医薬通信社さんの記事からです。
このテクノロジー自体の評価は私には出来ませんが、はっきり言えることは〝待合室には潜在バリューが眠っている〟ということ、〝音=聴こえはひとつの鍵を握る〟という点です。
待合室は果たして〝待つ〟ためだけにあるのでしょうか?以前の記事で〝カイロス〟について触れました。人間の主観にその長さが影響される時間のこと。楽しいか?苦しいか?色んなその時々の感情で、客観的には同じ長さの時間が、短くも長くも感じられるという、あれです。
待合室が文字通り〝待つ〟だけならば、長くなれば長くなるほどただの苦行に感じられても仕方ないですが、〝有意義〟だったり〝楽しい〟とすれば?
このテクノロジーの是非は別として、認知症の患者さんやご家族にとって待合室に滞在している時間は〝カイロス〟として有意義であったり、居心地の良い時間になる可能性が高くなりそうです。
よく薬局は〝早く薬を渡さないと〟という強迫観念にも似た状況に置かれているように思いますが、実は必ずしもそうとばかりは言えないのではないでしょうか。もちろん薬局にも認知症の患者さんが来られますが、それだけではなく街の健康ステーション的な空間を用意すれば、どうなるでしょうか。
〝待合い〟から〝役立つ〟の場への変換手段を色々考えるために、街に出て他の業態を見てヒントを探すのも一手ですね。
さて、もうひとつ〝音=聴こえ〟の視点。
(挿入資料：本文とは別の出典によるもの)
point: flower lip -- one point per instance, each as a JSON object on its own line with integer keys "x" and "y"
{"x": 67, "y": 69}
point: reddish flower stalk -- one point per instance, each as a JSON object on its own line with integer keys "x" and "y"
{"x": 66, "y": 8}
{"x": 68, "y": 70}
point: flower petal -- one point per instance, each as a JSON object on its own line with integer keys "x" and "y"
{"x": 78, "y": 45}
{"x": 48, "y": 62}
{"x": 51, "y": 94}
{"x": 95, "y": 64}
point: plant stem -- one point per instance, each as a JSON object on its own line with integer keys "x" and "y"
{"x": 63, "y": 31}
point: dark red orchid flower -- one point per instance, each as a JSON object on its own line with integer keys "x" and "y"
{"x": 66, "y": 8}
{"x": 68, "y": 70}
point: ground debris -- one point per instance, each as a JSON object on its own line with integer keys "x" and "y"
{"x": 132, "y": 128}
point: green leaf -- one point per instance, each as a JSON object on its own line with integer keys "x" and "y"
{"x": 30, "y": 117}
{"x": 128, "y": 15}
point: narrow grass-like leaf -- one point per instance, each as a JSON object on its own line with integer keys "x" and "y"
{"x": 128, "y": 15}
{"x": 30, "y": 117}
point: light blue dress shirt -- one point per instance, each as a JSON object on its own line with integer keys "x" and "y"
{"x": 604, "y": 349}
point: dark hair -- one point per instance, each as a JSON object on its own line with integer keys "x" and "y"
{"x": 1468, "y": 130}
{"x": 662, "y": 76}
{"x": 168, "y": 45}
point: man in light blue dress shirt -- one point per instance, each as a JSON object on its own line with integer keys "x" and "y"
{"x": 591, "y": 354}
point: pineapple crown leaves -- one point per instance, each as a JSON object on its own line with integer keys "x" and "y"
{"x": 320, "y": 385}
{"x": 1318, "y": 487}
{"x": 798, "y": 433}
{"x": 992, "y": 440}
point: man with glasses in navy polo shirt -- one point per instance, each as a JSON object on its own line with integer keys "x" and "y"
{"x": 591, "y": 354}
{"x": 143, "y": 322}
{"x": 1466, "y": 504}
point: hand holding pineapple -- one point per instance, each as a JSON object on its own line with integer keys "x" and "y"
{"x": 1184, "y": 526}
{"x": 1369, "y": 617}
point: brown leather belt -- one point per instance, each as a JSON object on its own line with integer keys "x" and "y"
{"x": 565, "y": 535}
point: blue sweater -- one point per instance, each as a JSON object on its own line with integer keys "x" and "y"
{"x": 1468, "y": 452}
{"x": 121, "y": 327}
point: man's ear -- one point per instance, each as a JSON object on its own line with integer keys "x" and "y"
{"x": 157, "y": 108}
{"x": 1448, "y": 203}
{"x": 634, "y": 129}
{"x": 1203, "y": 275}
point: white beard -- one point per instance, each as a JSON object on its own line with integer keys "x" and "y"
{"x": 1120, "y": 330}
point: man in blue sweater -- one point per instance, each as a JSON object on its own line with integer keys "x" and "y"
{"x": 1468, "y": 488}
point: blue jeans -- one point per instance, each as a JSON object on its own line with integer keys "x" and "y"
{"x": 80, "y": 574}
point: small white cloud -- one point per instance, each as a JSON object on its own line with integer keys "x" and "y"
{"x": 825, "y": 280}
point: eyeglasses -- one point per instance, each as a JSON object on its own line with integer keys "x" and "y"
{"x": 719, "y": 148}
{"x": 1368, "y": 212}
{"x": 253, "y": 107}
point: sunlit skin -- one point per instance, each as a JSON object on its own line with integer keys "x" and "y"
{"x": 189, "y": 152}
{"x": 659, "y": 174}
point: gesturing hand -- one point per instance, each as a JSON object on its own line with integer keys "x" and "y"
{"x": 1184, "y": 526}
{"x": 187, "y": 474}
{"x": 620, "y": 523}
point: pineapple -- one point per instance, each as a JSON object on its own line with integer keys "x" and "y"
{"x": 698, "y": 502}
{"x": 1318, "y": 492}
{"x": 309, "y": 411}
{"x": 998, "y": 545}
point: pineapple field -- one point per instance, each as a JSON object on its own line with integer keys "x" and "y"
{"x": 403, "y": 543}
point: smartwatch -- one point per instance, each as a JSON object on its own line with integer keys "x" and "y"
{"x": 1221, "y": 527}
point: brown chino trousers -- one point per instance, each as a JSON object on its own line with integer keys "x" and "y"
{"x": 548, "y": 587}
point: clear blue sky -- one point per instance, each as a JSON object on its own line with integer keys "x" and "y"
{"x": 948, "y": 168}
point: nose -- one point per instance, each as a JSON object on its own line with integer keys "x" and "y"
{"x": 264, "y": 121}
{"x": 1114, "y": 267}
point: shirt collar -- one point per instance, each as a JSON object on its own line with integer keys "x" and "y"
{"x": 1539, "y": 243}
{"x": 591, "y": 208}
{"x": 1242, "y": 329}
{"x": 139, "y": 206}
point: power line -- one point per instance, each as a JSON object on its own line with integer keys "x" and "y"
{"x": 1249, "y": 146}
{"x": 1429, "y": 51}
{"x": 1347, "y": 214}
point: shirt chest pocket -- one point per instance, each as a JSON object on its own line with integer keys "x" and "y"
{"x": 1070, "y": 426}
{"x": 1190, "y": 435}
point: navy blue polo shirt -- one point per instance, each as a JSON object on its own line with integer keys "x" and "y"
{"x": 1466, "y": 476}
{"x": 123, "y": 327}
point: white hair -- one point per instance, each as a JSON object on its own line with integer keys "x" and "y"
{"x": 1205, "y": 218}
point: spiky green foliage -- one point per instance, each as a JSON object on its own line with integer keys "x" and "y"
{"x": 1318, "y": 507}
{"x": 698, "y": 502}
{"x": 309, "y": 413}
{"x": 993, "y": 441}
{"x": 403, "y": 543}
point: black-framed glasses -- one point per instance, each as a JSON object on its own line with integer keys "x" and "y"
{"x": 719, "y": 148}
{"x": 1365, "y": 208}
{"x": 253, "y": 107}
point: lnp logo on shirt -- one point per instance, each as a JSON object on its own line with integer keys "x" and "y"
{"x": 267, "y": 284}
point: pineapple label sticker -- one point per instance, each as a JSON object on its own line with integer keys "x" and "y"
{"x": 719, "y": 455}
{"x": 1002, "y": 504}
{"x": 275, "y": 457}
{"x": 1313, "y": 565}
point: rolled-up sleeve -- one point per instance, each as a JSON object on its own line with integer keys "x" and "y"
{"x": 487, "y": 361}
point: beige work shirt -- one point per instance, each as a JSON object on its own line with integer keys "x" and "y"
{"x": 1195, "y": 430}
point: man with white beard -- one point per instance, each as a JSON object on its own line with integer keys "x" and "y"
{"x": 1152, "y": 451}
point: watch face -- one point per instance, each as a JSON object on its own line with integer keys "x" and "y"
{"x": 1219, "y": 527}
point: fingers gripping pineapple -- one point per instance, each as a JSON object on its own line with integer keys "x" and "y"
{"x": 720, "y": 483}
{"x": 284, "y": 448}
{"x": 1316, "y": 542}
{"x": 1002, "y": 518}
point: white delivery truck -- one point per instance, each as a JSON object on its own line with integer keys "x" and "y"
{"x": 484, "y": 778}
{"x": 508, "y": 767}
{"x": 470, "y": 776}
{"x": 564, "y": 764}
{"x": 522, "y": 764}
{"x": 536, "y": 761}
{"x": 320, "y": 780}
筆者は今年、聴者ではなく話者の声を通じて聴こえを改善するスピーカーとの出会いがありました。要は聴こえ易い音にして出力してくれるスピーカー。聴者にすべての負担をかけるのではなく、話者が寄り添うためのツールです。
その関係者から伺った話や、実際に高齢者施設を訪ねた体験から言えることは、〝聴こえ〟はコミュニケーションにとって非常に重要であることと、話者が想定しているように聴こえているとは限らないということ(逆も然り)。
いま薬剤師には対人業務への期待が大きくなっていくばかりですが、そのベースにはコミュニケーションが横たわります。しかし、〝ちゃんと〟聴こえていなかったとすれば、コミュニケーションスキルも役立たないのではないのか?という疑問を抱いたのです。
MCIだと思っていたような患者さんの中には、聴こえを改善するだけでコミュニケーションがスムーズになったりするケースもあり、高齢者の方は認知機能と聴こえとのどちらに問題があるのか?も判別しにくいとも伺いました。
初めの待合の時間を有意義にするという話に戻ると、高齢者の患者さんが多い薬局だと、このような話者(この場合は薬剤師)の声をサポートするスピーカーを設置するのも、ひとつの手段にはなり得る。
そんなことを想起させられた記事でした。2024年は待合室のバリューアップに期待?!